Android's new safety feature can help detect spyware attacks
What's the story
Google has introduced a new feature called "Intrusion Logging" in Android, aimed at helping security researchers investigate spyware attacks. The feature is part of the Advanced Protection Mode, an opt-in security mode launched by Google last year. The move comes as a response to government-sponsored spyware and police forensic devices that attempt to extract data from personal phones.
Feature
How does Intrusion Logging work?
Intrusion Logging is a unique feature that creates a new type of log, documenting errors and gathering evidence when something goes wrong with the software. The logs are encrypted and stored in the user's Google account in the cloud, preventing potential deletion of evidence by spyware. It records events like phone unlocks, app installations/uninstallations, website/server connections, and connections to Android Debug Bridge (ADB), among others.
Partnership impact
Amnesty International lauds the new feature
Amnesty International, which collaborated with Google to develop Intrusion Logging, called it "a fundamental shift in the amount and quality of forensic data available on Android devices." The organization noted that previous logs weren't very useful for researchers as they were overwritten quickly, effectively erasing potential evidence of attacks.

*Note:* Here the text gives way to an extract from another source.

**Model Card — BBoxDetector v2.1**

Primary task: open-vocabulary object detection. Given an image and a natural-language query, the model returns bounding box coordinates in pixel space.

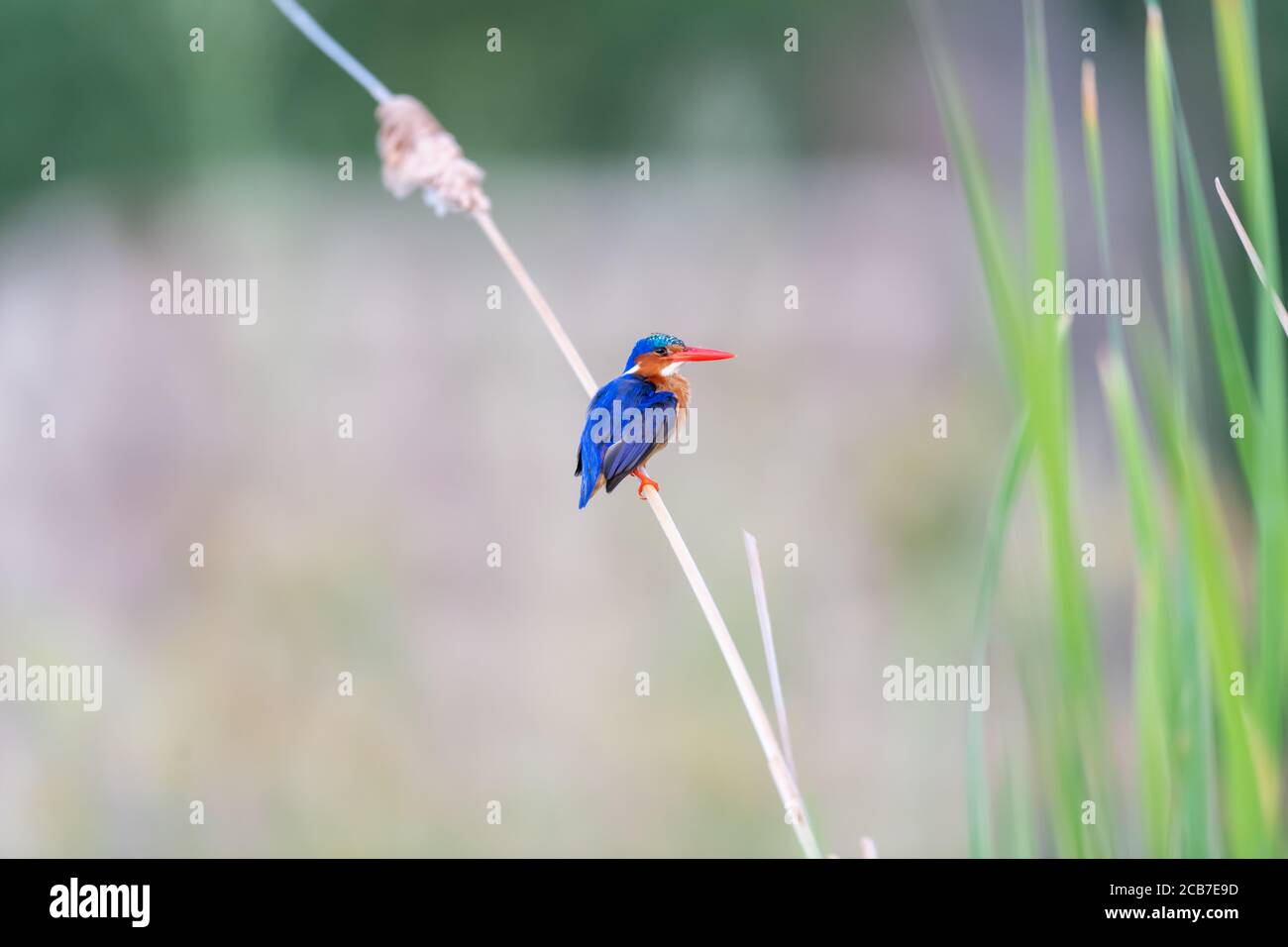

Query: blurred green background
[0,0,1288,856]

Donncha O Cearbhaill from Amnesty's Security Lab said Android's technical limits have made it difficult to analyze system logs and files for signs of compromise.
Detection improvement
How to enable Intrusion Logging on your Android device
The introduction of Intrusion Logging is expected to improve the detection of spyware attacks on Android devices. Google announced the feature a year ago but is now rolling it out to all devices running the Android 16 December update and newer. However, it should be noted that this feature is only available for Google-made Pixel devices linked with a Google account and requires enabling Advanced Protection Mode.
User concerns
Limitations of the new feature
Despite being a major step forward, Intrusion Logging does have some limitations. It keeps records of browser navigation history and connections, which users may be hesitant to share with investigators. Google says both the Advanced Protection Mode and Intrusion Logging are for people who think they may be at risk of attacks done with spyware and forensic devices.